Prufrock's Wargaming Blog

Prufrock's Wargaming Blog

Friday, February 24, 2012

Ancients Campaign Rules: Economy.

Way back in 2007 I cobbled together a set of rules intended to link the strategic level game Pax Romana with Commands and Colors: Ancients in a grand campaign.  Of course, I made the rules far too complicated and could never get anyone interested in playing them, so they got put on the backburner.

But having recently had my interest piqued by posts around the traps and by participation in a multiplayer sci-fi campaign being run by a fellow blogger, I've decided that my next project should be to develop a game that combines a multiplayer strategic overview suitable for umpired email play and a zoom-in tactical game, with the latter quick enough to be completed in the time it takes to play a couple of matches of tic-tac-toe.

I have the tactical game mostly organised, so I'm now thinking about how to get the strategic game sorted out.

I want there to be diplomacy, conquest, a simple civ-building aspect, an economic structure, and multiple ways to gain victory points.

The economic engine will connect the various parts of the game together, so the first thing - and the subject of this post - is to get that right.

Income will be derived from towns, cities, province control and control of special areas.  As a rough guide, a city should generate enough income to keep an army in the field.

Supply will come from province control.  One home province should generate enough supply for one army; two secondary provinces should provide enough for another.  I'm thinking that it should cost progressively more in supplies to maintain armies that are farther afield.

It will cost money to build outposts, towns, and cities, with the idea being that it will take around three turns of income to recoup the initial build costs.

Income sources:

1 talent for each town controlled.
1 talent for each province controlled.
1 talent for each region controlled, where a region comprises all the provinces within a particular area, such as Italy, Iberia, etc.
1 extra talent for control of especially wealthy provinces.
2 talents for each city controlled.


1 talent to build an outpost.
1 talent to pay for the upkeep of an existing army.
1 talent to raise reinforcements for an army or fleet.
1 talent to fund a campaign into unfriendly territory.
2 talents to raise a new army or fleet.
2 talents to pay for the upkeep of a fleet.
2 talents to convert an outpost into a town.
4 talents to convert a town into a city.

Supply sources:

1 supply per province.
1 extra supply for especially bountiful provinces.
1 extra supply for ravaging a province.
1 supply per city
2 supplies per home province.

Supply expenditure:

1 supply to upkeep a fleet.
2 supplies to upkeep an army, with 1 extra supply for every two provinces it is distant from a home region.
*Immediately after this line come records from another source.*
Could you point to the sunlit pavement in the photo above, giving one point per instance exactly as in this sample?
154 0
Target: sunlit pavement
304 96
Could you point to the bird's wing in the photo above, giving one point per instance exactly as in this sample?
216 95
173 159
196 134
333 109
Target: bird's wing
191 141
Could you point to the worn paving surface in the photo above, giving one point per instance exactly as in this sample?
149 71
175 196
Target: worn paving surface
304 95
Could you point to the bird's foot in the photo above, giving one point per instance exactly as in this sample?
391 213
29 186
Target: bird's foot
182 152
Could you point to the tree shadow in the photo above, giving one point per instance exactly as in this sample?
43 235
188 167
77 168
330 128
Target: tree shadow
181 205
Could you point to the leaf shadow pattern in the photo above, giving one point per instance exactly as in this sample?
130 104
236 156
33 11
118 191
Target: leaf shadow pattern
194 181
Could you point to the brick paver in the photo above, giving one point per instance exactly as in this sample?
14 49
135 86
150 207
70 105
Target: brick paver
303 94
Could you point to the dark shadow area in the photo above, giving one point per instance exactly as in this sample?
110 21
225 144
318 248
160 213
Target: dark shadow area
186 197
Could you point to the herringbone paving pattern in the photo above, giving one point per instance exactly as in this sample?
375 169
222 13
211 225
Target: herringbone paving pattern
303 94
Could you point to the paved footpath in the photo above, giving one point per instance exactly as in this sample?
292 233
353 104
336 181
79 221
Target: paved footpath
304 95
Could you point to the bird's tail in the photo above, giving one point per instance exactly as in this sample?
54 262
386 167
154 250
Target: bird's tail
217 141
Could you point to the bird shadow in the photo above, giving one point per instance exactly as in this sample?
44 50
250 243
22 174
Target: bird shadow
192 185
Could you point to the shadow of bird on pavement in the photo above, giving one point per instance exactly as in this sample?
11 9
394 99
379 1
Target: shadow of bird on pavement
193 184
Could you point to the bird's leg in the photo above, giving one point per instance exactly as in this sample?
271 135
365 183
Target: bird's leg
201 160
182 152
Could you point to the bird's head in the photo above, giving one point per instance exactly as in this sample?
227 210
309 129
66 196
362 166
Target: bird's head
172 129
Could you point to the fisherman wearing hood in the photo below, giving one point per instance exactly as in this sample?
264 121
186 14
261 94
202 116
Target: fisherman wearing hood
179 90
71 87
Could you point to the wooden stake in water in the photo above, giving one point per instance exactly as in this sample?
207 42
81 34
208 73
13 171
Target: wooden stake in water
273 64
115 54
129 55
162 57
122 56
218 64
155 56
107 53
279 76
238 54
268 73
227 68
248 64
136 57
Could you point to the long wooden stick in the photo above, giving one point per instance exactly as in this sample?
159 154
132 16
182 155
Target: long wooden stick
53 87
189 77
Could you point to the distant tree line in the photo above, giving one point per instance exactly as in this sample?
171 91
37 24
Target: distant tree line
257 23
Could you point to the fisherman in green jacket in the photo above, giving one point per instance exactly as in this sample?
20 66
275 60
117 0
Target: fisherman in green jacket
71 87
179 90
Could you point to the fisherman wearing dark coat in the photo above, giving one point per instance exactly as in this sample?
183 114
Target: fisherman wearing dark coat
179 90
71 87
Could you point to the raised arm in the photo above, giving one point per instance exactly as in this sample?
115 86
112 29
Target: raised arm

As an example, a player controlling an Italy made up of three provinces would gain 2 talents from Rome, 3 talents for the 3 provinces, and 1 talent for controlling all provinces in the region.  These 6 talents would pay for the upkeep of two armies, would allow 1 talent to fund a campaign, and would allow 3 talents to be invested in town, fleet, or army building.

That player would receive 1 supply from the city, 2 from the province of Rome, and 2 more from the other two provinces in Italy for a total of 5.  4 of these would be spent on army upkeep and 1 could be spent to fund an army campaigning outside Italy.

The phases of the turn are as follows, with with income/payment phases bolded:

1) Collect supplies and income and pay upkeep.
2) Recruitment and campaign funding phase.
3) Movement phase.
4) Civ build phase.
5) Victory point phase.

And repeat.

So there we have the economic basis, though it will no doubt be tweaked as I go...


  1. I've got some ancient campaign rules on the blog that deal with food and gold. You might find somw useful stuff there.

    There;s also some updates on the campaign to date.

  2. Phil, your campaign helped plant the seed. I hadn't seen that you'd posted the rules though, so it was good to take a look at those. Thanks for the heads up!